# Bremont Alt1-P



## Aaron Shapiro (Jul 14, 2013)

Just got one of these in, I've always been a fan of what Bremont has been doing... Really stoked to be able to get to check out one of their Chronographs.








​
Initial impressions are good, it's a sizable piece, 43mm wide and 16mm thick, but it wears nicely. Glad I snagged one of the first gens that still has the roto-click bezel. I'm also thoroughly impressed by their movement decoration... It's a good lookin' movement.

-a


----------



## COZ (Sep 7, 2011)

Congrats, I always liked the original Alt1-P, would have one but the thickness scared me off (would like to see it at 14mm). Just don't like chunky pieces I guess but it is a nice design. Enjoy it!


----------



## GoBuffs11 (Sep 28, 2010)

I dig it. Should be great with a bunch of different straps too.


----------



## surrounded021 (Aug 17, 2017)

Congrats! Wear in good health


----------



## peeledmouse (Jun 29, 2011)

looks great, congrats


----------



## adamcb (Feb 27, 2015)

That's a beautiful watch. Congrats. I especially like the subtle red numbers and hand.


Adam


----------



## lmtfi (Sep 10, 2010)

Noice!


----------



## Statos (Jan 13, 2016)

I have the blue dial and love it and had a full service done on it this year.


----------



## Aaron Shapiro (Jul 14, 2013)

Statos said:


> I have the blue dial and love it and had a full service done on it this year.

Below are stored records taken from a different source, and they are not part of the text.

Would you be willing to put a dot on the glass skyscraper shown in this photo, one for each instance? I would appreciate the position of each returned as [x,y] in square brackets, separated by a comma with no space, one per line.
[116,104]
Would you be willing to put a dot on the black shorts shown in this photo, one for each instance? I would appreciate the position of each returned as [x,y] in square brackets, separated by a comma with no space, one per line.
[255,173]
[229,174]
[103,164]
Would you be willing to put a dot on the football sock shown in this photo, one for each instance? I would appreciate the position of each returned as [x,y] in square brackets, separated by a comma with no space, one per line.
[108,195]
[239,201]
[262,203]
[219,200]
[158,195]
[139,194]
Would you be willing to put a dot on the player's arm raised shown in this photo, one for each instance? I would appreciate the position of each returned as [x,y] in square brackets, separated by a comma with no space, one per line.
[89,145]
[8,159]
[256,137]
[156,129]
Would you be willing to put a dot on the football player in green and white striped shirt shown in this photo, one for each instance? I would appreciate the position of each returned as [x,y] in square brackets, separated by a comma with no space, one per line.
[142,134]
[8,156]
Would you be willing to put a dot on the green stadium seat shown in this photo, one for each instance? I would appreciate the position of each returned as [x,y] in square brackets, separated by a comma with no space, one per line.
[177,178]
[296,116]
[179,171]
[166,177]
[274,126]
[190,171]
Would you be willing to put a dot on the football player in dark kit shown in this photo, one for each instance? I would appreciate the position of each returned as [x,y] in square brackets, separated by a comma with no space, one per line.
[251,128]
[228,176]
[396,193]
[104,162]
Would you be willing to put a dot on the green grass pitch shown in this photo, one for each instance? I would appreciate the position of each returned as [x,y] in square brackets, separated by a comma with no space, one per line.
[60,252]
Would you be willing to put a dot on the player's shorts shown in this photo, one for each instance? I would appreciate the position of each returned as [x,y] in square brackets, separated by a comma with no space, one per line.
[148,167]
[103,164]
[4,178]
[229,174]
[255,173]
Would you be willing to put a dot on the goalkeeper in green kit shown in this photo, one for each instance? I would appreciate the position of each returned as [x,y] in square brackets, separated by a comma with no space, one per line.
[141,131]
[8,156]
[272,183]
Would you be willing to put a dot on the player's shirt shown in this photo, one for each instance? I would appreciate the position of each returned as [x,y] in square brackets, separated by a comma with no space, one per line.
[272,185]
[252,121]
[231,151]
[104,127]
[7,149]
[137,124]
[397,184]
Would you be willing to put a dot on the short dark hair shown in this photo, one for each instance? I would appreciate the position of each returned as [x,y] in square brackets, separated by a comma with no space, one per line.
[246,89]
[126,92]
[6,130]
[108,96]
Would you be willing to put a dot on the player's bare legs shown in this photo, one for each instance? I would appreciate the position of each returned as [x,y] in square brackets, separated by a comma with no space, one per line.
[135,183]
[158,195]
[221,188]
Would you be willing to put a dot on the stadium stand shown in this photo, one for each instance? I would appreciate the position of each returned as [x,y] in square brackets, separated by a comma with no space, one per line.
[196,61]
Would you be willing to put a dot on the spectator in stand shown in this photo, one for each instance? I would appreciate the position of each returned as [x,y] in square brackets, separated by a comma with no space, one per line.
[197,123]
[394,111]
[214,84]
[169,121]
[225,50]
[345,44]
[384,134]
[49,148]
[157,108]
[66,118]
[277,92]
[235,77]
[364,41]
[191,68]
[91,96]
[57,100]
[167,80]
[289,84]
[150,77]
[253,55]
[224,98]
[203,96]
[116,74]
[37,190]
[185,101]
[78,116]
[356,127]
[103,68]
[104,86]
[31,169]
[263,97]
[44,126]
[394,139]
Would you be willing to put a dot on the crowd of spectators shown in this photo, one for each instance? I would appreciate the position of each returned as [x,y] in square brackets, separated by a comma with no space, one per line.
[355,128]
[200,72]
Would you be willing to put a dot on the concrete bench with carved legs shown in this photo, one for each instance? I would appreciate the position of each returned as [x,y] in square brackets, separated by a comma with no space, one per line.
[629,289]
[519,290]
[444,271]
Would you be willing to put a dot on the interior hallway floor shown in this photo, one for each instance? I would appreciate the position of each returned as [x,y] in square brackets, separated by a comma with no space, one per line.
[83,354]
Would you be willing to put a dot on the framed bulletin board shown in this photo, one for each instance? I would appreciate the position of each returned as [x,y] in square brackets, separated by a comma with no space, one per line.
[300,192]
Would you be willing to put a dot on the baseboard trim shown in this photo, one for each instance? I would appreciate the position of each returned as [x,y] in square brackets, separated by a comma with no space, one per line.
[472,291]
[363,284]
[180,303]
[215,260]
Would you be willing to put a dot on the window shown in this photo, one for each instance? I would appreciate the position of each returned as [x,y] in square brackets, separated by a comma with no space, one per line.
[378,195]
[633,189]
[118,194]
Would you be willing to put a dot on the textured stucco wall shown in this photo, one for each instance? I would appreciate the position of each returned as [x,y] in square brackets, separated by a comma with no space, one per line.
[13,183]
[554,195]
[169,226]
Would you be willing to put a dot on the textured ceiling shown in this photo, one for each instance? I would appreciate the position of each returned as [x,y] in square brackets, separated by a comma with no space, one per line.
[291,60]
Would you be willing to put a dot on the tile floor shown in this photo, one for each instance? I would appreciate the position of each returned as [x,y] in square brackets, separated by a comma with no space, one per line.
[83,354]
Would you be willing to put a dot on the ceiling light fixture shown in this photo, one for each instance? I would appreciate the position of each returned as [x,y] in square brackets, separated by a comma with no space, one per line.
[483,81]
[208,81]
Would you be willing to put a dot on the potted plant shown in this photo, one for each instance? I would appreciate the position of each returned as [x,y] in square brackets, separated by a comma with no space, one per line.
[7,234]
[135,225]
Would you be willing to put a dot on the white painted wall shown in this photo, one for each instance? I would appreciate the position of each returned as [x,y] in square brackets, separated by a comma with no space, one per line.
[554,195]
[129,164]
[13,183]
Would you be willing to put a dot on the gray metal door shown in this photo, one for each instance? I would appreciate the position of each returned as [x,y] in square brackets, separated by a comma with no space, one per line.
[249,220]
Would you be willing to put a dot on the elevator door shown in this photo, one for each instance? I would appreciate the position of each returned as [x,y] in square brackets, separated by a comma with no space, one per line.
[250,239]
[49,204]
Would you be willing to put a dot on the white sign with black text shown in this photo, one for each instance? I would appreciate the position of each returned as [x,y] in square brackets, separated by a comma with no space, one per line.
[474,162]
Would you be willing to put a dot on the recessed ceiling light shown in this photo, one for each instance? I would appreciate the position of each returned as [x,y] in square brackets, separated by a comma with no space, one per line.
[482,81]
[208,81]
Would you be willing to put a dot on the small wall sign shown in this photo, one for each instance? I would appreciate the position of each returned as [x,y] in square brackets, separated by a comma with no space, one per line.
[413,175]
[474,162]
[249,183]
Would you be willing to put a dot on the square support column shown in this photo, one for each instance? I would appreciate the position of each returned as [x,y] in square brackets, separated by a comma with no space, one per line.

Awesome. I love the first version, while a little vestigial on a chrono the rotoclick inner bezel is a nice touch.

-a

Sent from my iPhone using Tapatalk


----------



## ccm123 (Feb 8, 2010)

Looks nice.


----------



## gb-men (Sep 4, 2017)

Congrats.. Looks great


----------



## jupiterfang (Mar 27, 2010)

RED AND BLACK COMBINATION MAKE IT A KILLER


----------